Le tournoi reste néanmoins la meilleure approximation disponible d’un test ouvert entre écoles de préhension. C’est ce qui explique qu’un titre y pèse autant, et qu’un compétiteur soit parfois prêt à sacrifier deux ans de calendrier pour tenter sa chance à une seule édition.
Regarder un combat avec un œil utile
Un pratiquant qui veut apprendre en regardant gagne à savoir où poser les yeux. Trois repères suffisent pour transformer un visionnage passif en séance de travail.
Le premier repère est la gestion du temps. Repérer précisément le moment où le décompte s’ouvre et observer le changement de comportement des deux athlètes. Celui qui accélère, celui qui se referme, celui qui n’a plus de jambes. Ce basculement raconte tout le combat.
Le deuxième repère est le grip debout. Les échanges de contrôle avant la descente au sol occupent souvent la moitié du temps et sont presque toujours zappés par les spectateurs. C’est pourtant là que la position au sol se décide.

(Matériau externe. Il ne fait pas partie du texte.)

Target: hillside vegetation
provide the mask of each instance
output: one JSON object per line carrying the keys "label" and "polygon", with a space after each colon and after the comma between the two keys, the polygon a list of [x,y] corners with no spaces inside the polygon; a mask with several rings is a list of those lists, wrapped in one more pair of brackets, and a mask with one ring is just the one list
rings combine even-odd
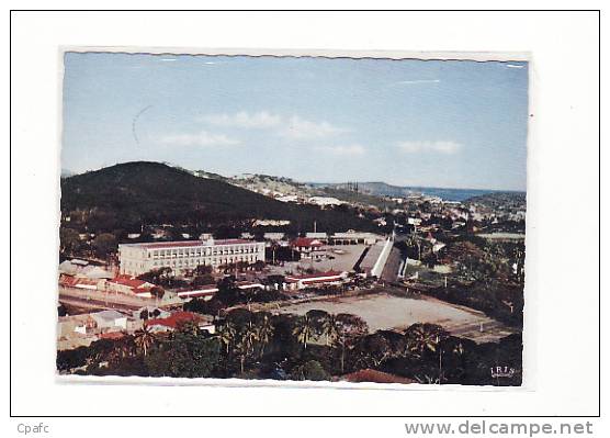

Le troisième repère est la défense. Regarder comment un athlète de très haut niveau sort d’une position perdue apprend plus que regarder comment il finit. Les soumissions spectaculaires sont l’exception. Les récupérations de garde, les sorties de contrôle de jambes et les défenses d’étranglement sont le vrai quotidien du grappling de compétition.
Un dernier détail, souvent négligé : les meilleurs compétiteurs paraissent immobiles pendant de longues secondes. Ils ne le sont pas. Ils ajustent des appuis, des angles, des pressions, invisibles à l’écran mais décisives. C’est précisément ce que le tapis apprend et que la vidéo ne montre jamais.